##Main Idea: Data visualization is a very powerful tool that can allow an observer to comprehend and interpret mass amounts of information within a short observation time. This is why my project aims to summarize the data stored in facimiles from the Comédie-Française Theater in a visual manner. I believe that an interactive map of the theater would not only help display knowledge relating to the attendance and pricing history of the theater in a intuitive fashion, but added features can make the data very accessible and flexible to various interpretations.

Data Extraction from Facimiles:

As seen in the four sample facimiles, the structure of data storage has gone through many variations over the 113-year time span. As a result, simply processing the data via OCR will likely not be sufficient for data extraction. A good approach to digitizing the data might involve:

1) A crude categorization of the documentation into different data storage formats: Using feature recognition, the scanned image files for the facimiles can be separated into clusters that have an overall similar outline.

2) Labeling regions within the image with the relevant data: With knowledge on the various different formats, we can now label each format with ROIs defining the nature of the information stored in that portion of the page.

3) OCR: the text can be digitized via various advanced character recognition algorithms.

4) Guided Translation: To make the resource accessible to an international audience of both scholars and laymen, it is important for the information to be translated into various languages. As context is critical for accurate translation, this can be done with a guided machine learning algorithm, which can intake manually translated sample pages as its training data.

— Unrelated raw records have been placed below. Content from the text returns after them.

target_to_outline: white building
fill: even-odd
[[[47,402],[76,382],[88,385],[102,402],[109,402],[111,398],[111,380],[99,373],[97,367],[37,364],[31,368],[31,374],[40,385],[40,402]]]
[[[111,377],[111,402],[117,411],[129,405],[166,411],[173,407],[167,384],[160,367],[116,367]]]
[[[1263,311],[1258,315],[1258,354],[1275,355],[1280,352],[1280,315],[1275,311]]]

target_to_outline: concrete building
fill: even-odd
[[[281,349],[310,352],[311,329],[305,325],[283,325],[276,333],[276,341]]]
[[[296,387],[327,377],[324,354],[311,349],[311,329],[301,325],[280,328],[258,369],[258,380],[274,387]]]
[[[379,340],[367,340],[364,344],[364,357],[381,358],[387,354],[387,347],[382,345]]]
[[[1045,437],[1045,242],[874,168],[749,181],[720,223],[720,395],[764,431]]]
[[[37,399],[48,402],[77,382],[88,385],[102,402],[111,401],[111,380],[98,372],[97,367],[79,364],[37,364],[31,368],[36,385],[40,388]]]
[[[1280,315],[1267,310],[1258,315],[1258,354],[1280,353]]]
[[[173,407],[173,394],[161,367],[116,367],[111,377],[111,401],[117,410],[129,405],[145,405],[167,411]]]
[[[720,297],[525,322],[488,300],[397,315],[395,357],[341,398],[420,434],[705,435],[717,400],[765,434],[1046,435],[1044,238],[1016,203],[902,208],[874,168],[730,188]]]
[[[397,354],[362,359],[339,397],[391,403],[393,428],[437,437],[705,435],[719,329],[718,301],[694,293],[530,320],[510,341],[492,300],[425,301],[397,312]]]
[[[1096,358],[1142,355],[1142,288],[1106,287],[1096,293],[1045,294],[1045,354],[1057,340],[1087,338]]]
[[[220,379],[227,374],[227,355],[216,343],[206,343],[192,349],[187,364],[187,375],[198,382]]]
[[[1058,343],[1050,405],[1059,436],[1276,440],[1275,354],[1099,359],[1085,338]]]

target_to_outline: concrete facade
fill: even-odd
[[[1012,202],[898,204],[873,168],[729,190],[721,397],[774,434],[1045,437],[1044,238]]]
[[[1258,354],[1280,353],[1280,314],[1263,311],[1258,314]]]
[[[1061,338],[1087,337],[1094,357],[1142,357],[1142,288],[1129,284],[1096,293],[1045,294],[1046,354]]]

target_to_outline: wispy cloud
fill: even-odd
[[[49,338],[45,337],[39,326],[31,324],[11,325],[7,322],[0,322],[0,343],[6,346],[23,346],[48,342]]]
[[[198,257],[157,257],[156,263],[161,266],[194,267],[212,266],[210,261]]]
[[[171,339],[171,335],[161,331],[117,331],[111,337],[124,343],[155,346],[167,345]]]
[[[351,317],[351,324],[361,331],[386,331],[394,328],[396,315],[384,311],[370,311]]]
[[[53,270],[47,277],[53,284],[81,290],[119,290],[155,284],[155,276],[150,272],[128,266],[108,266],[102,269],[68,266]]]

Presentation and Accessibility of Data:

To make the extracted data as useful as possible, it is critical to present it in intuitive and simple formats. This is where visualization of the data could play a large role. Although there are other exceptional expenses included in the data, most of it the expense information involves seating prices and the number of tickets sold. Additionally, the date and play performed are two critical and consistent, extractable datasets.

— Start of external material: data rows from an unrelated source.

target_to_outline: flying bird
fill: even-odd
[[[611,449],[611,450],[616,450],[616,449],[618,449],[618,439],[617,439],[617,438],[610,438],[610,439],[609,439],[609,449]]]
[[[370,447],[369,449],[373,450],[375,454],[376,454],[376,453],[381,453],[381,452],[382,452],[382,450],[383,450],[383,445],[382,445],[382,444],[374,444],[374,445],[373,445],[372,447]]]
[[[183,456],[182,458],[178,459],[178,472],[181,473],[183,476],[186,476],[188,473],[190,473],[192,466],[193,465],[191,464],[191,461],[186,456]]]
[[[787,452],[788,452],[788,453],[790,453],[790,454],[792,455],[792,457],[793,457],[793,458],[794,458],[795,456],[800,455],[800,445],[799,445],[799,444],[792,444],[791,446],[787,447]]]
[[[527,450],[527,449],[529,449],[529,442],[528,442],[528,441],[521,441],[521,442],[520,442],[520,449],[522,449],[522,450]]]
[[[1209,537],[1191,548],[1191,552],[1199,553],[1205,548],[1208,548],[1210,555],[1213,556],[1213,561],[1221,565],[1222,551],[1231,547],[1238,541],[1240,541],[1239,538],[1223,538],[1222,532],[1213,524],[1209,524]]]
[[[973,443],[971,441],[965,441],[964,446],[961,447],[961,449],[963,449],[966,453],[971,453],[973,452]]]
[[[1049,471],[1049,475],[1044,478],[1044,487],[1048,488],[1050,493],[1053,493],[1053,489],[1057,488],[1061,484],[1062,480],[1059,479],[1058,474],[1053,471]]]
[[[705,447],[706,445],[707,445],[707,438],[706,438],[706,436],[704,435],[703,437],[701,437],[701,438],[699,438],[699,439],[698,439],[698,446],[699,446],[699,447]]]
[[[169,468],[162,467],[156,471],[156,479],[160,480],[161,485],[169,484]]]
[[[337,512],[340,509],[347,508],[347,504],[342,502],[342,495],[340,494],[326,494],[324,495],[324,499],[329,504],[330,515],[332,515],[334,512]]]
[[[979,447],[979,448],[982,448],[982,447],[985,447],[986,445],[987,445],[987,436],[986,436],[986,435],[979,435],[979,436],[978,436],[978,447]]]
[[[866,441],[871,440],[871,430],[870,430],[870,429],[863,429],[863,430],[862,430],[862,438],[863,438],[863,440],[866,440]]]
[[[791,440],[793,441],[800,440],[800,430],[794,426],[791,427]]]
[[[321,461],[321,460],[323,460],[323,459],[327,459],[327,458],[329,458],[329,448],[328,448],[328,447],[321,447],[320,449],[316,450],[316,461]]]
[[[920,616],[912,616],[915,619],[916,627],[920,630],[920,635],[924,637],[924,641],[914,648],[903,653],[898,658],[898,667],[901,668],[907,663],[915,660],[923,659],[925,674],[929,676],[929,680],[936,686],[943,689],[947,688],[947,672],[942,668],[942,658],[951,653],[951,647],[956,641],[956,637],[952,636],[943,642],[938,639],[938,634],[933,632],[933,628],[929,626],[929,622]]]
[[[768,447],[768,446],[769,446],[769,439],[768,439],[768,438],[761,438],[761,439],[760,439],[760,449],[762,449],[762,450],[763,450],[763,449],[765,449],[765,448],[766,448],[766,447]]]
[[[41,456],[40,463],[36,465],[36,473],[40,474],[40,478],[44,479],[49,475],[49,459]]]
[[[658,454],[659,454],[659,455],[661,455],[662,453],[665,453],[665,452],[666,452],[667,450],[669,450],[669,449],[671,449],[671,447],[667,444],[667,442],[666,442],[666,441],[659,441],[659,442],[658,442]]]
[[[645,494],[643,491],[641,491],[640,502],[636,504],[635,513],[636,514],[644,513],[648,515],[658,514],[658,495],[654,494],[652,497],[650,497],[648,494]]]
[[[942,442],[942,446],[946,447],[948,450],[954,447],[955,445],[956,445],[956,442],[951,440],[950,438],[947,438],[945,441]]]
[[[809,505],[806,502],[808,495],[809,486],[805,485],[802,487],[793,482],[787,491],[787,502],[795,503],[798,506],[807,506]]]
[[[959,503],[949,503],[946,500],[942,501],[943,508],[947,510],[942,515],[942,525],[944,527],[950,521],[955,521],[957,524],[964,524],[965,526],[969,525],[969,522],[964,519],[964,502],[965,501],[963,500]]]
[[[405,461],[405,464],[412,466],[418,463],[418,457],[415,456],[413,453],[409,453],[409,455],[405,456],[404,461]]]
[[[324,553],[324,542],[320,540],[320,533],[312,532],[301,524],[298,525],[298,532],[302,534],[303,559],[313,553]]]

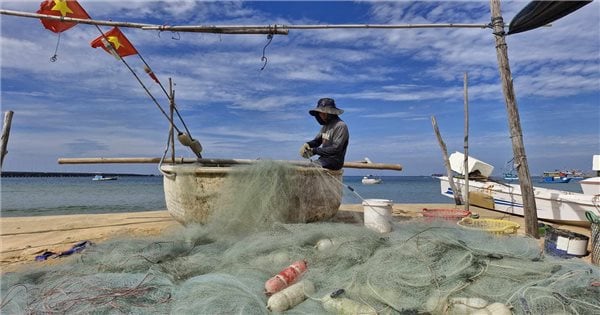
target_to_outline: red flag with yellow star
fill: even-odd
[[[107,53],[114,55],[116,53],[120,57],[137,54],[137,50],[133,44],[125,37],[118,27],[113,27],[110,31],[100,35],[91,43],[92,47],[102,47]],[[109,47],[112,46],[112,47]]]
[[[40,4],[39,14],[56,15],[77,19],[89,19],[90,16],[76,0],[45,0]],[[45,28],[54,33],[64,32],[77,25],[74,22],[40,19]]]

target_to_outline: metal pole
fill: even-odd
[[[521,122],[519,119],[519,109],[515,99],[513,80],[508,62],[508,48],[505,41],[504,21],[500,11],[500,0],[490,0],[490,11],[492,15],[492,26],[496,40],[496,56],[498,57],[498,70],[502,78],[502,92],[506,103],[508,113],[508,124],[510,128],[510,138],[512,139],[513,154],[517,171],[519,173],[519,183],[521,185],[521,196],[523,198],[523,212],[525,215],[526,233],[529,236],[539,238],[537,226],[537,207],[535,205],[535,195],[529,175],[529,166],[525,155],[525,146],[523,144],[523,133],[521,131]]]

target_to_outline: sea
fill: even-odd
[[[383,182],[363,185],[361,176],[344,176],[342,203],[364,199],[393,203],[452,203],[442,196],[432,176],[382,176]],[[578,181],[534,186],[581,192]],[[166,209],[161,176],[119,176],[118,180],[92,181],[91,177],[3,177],[0,181],[0,216],[42,216],[138,212]]]

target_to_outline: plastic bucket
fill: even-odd
[[[379,233],[392,230],[392,201],[387,199],[366,199],[362,202],[365,226]]]
[[[544,249],[552,256],[562,258],[583,257],[588,254],[589,237],[562,229],[546,231]]]

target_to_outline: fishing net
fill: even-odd
[[[300,279],[315,291],[289,314],[492,314],[494,305],[514,314],[600,313],[600,269],[546,256],[535,239],[443,220],[396,221],[380,234],[361,216],[304,224],[261,213],[287,206],[279,197],[293,185],[288,175],[260,184],[236,178],[239,185],[224,186],[234,205],[205,225],[103,242],[59,265],[4,274],[0,312],[268,314],[275,295],[265,282],[305,260]]]

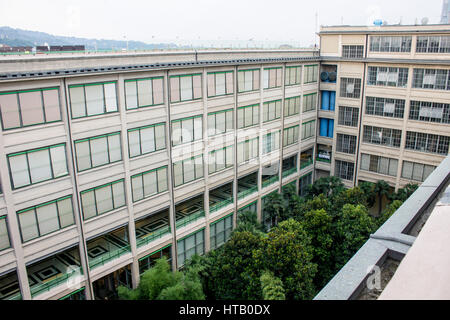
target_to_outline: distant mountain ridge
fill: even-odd
[[[55,36],[45,32],[0,27],[0,44],[15,46],[42,46],[45,44],[53,46],[62,45],[84,45],[88,50],[111,50],[127,47],[127,41],[87,39],[76,37]],[[173,43],[144,43],[140,41],[128,41],[129,50],[138,49],[168,49],[178,48]]]

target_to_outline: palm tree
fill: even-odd
[[[376,195],[378,195],[378,216],[381,215],[381,203],[383,200],[383,196],[387,196],[391,191],[391,187],[384,180],[378,180],[377,183],[373,186],[373,191]]]

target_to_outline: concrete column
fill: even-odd
[[[204,210],[205,210],[205,252],[210,250],[209,241],[209,139],[208,139],[208,93],[207,93],[207,78],[206,68],[203,68],[203,81],[202,81],[202,96],[203,96],[203,177],[205,181],[205,191],[204,191]]]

One intuitive visualization method could utilize a seating map (similar to ones used by Ticketmaster etc.) for the CF Theater as its basis. The user could select to scroll through two distinct data sets over the span of 113 years with a granularity down to single days: (1) seating prices (2) attendance, both based on different parts of the theater. In addition to access to numerical values via mouse-overs, the data can be visualized with a color/heat map, with a corresponding legend.

Another mouse-over for the stage could lead to a hyperlink giving a brief overview for the play (potentially even incorporating defining clips from contemporary renditions) for the corresponding date. This will help the user link the content and context of the performed play with attendance numbers and ticket pricings via visual observation.

Additionally, the option of averaging or data summaries for longer time spans would be very critical to make broader observations compared to just individual dates. Options like averaging attendance and price values per play (over its complete show dates), summarizing attendance trends based on certain blocks (e.g. the premier lodges) can be automated outputs that facilitate interpretation of the data. Since flexibility in use is crucial for this tool to be beneficial for the scholar community, summaries based on user-defined constraints would also be a critical feature to incorporate.

Audience:

This format of visualization is primarily intended for scholars interested in extracting information relating to the theater. It intends to maximize flexibility of data analysis by incorporating features that allow the user to customize the span of the displayed data. However, the visual nature of the tool, in addition to its availability in various languages, makes it accessible to a broader audience, including younger students or theater history enthusiasts.